The large cop raised his voice as he raised Kowalski off the bed, and shook him awkwardly from side to side, now only repeating the last part of the question, “Huh? Huh? Huh?” And the old bum gurgled, and began to slobber on himself, his face turning as red as the policeman’s, and his eyes wide and full of a domesticated terror. He kept trying to touch his throat, but his arms were bent under his body, or maybe it was that he was too weak to raise them from where they hung uselessly at his side. But he gurgled and turned redder.

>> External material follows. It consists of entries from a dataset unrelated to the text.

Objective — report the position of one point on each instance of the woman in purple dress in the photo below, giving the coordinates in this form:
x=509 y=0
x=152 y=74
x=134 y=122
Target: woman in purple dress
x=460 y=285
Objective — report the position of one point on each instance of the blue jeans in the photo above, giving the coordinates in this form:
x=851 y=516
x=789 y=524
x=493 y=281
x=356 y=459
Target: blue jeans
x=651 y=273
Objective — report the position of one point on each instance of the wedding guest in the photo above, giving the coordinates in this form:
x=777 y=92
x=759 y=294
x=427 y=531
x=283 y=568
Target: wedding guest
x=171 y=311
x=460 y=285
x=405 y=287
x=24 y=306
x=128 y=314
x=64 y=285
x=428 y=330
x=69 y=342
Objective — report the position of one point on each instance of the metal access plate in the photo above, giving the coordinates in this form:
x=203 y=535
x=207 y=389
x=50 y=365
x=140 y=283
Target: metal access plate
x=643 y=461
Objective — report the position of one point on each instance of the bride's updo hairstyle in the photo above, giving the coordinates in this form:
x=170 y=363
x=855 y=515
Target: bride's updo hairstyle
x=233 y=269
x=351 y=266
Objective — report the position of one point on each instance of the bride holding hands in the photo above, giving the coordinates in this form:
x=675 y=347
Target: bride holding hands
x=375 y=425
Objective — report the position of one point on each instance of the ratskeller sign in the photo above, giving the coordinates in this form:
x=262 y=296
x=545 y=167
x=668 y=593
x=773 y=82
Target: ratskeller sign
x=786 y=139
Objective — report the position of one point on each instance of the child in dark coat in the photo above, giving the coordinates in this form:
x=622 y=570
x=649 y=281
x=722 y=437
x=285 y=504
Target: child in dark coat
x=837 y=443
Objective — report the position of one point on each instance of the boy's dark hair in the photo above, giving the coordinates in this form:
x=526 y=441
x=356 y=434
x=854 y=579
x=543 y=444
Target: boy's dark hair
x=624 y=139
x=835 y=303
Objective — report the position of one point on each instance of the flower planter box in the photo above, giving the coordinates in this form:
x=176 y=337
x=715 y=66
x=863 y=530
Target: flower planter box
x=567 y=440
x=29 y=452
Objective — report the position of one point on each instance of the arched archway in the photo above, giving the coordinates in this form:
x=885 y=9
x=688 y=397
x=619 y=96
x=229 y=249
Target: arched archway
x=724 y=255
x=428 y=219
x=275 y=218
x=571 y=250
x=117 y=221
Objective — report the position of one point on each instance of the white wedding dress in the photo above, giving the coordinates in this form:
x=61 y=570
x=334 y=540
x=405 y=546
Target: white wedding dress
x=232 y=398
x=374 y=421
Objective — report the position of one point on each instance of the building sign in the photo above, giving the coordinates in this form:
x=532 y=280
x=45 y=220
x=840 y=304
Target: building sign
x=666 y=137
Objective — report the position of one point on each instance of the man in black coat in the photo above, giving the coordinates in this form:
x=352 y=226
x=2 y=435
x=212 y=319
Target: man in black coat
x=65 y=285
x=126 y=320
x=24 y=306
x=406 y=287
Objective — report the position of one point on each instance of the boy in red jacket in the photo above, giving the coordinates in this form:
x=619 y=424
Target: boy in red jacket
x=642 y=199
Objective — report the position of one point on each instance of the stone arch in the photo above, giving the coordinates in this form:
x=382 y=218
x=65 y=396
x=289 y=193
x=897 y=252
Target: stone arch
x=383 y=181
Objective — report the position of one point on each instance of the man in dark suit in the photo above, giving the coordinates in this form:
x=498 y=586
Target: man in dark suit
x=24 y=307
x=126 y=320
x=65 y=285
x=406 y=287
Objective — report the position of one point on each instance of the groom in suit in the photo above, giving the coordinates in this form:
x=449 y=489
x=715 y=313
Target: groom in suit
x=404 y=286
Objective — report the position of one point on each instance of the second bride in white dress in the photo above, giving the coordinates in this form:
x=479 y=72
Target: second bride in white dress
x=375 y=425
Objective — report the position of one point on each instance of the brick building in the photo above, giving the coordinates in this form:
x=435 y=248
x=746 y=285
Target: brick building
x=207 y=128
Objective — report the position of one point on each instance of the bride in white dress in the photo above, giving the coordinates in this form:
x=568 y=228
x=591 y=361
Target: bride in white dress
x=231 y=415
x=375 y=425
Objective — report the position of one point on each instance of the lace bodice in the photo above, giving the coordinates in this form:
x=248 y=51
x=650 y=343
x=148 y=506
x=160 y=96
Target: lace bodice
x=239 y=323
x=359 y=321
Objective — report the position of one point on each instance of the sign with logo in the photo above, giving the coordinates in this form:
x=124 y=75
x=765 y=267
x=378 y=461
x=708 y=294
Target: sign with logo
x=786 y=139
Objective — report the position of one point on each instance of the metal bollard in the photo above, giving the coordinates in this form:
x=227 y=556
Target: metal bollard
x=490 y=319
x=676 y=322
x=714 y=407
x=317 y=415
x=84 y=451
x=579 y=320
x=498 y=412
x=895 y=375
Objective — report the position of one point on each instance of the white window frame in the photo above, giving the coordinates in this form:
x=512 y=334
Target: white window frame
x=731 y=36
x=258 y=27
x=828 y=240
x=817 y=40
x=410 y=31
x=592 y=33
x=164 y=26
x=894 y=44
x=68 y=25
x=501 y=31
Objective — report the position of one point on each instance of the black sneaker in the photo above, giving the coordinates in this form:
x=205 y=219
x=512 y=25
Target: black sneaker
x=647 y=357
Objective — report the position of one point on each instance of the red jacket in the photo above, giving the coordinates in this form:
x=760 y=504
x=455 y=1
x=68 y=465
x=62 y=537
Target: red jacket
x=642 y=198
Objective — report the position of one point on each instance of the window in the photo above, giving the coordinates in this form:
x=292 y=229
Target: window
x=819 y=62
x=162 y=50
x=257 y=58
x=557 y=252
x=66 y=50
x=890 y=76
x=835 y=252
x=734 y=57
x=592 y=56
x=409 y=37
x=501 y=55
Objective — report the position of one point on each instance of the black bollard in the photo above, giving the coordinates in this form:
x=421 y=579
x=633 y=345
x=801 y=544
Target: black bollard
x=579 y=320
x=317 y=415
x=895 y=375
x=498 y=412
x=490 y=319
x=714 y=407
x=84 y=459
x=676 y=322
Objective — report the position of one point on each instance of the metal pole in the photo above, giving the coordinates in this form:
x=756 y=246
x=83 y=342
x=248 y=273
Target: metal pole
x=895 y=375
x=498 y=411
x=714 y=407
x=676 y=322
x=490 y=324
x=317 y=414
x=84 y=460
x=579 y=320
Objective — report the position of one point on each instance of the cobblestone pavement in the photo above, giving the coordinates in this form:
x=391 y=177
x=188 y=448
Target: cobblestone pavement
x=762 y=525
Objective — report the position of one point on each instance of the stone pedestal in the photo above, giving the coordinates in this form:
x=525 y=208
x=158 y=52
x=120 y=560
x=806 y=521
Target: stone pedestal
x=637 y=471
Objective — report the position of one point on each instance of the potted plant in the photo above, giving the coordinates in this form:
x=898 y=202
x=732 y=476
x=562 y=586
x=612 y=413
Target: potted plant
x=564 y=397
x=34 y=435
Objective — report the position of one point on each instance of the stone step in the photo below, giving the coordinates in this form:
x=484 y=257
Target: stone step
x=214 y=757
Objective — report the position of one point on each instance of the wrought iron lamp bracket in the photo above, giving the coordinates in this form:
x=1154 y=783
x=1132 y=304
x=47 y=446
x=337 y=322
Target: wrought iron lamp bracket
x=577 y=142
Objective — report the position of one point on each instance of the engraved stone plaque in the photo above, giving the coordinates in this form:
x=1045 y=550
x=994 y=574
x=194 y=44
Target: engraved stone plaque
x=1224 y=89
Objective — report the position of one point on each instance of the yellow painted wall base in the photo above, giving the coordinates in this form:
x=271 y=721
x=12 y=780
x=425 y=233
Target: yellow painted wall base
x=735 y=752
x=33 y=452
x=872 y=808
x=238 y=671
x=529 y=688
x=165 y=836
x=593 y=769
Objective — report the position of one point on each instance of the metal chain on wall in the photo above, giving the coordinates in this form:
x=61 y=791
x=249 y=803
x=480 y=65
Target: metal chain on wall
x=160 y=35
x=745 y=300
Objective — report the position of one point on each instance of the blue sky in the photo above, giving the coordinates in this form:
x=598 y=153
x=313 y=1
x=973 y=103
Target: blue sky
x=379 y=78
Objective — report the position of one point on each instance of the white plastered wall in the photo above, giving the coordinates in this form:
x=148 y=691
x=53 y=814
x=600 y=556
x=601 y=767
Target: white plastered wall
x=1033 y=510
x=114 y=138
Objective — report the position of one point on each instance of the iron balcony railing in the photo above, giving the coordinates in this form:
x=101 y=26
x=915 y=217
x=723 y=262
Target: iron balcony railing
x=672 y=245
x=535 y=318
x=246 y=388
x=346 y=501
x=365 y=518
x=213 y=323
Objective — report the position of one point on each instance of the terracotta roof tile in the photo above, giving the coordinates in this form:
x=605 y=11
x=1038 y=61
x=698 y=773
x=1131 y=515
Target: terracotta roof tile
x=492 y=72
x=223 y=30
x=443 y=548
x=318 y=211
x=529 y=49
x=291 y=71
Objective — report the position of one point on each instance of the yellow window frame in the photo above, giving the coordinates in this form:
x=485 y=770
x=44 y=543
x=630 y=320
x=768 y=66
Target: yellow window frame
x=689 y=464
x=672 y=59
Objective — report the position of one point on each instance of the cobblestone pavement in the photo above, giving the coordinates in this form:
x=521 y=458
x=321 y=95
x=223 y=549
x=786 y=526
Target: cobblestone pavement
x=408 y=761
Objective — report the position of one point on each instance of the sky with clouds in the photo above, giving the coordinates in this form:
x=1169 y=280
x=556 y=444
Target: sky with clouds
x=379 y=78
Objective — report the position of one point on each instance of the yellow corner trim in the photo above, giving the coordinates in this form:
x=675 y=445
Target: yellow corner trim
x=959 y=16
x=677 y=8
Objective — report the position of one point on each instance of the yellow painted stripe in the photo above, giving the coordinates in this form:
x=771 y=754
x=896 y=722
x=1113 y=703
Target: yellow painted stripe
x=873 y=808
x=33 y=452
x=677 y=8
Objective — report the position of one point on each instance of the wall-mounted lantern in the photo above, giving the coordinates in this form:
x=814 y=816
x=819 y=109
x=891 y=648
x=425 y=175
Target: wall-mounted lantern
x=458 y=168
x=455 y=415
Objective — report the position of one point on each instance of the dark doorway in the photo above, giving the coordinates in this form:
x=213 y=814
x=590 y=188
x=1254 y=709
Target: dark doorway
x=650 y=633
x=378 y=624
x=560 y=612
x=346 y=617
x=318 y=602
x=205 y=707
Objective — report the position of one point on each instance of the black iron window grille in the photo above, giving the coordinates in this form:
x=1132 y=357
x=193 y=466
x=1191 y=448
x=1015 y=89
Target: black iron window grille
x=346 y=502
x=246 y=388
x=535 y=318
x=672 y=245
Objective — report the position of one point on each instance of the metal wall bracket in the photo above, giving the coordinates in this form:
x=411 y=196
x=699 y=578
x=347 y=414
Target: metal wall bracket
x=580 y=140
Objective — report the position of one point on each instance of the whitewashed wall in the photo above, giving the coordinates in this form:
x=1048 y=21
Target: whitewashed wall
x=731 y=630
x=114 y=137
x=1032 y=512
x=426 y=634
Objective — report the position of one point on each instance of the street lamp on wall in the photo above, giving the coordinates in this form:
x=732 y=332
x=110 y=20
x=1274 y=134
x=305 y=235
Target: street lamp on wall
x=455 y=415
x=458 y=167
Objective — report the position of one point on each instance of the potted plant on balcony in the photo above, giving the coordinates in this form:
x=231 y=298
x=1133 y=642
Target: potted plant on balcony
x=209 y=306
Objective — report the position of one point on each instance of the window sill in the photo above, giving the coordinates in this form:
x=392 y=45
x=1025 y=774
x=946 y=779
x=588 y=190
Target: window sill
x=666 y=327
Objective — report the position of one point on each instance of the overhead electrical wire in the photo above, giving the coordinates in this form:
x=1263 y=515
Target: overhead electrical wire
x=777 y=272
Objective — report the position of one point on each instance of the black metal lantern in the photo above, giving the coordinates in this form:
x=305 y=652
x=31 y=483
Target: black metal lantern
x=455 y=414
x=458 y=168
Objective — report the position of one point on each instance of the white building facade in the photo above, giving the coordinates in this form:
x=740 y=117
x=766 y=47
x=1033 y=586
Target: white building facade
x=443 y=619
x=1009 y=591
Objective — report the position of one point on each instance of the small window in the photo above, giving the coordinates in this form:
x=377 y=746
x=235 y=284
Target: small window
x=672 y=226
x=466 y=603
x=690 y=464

And here is the essay part of the story. Like they say, my point of view. I had the book, No More Parades, all about the pursuit of heroism. About the death and execution of a skyman, or at least the execution, and the airless social compromise. that keeps us alive past any use to ourselves. Chewing on some rich lady’s candy, holding on to my ego, there among the elves, for dear god given sanctified life. Big Man In The Derelict Ward. The book held up in front of my eyes, to shield what was going on from slopping over into my life. Though, goddamn, it was there already. The response. The image. The total hold I had, and made. Crisscrossed and redirected for my own use (which now sits between the covers of a book to be misunderstood as literature. Like neon crosses should only be used to advertise pain. Which is total and final, and never really brief. It was all I had. Like Joe Friday, or Cesar Vallejo, in a hopeless confusion of wills and intents. To be judged like Tietjens was or my friend in the hallway watching his wife or breaking his fingers against an automobile window. There is no reasonable attitude behind anything. Nuns, passion killers, poets, we should all go out and get falling down drunk, and forget all the rules that make our lives so hopeless. Fuck you Kowalski! Really, I really mean it. St. Peter doing his crossword puzzle while they wasted another hopeless fanatic. It fits, and is more logical than any other act. Ugly Polish tramp).
……………………………………………………………………………………………….Till finally I said, “That man can’t speak. His voice is gone.”
……………………………………………………………………………………………….And the tall man, without even looking, wheezed, “And who the fuck asked you?”
……….It is the measure of my dwindling life that I returned to the book to rub out their image, and studied very closely another doomed man’s life.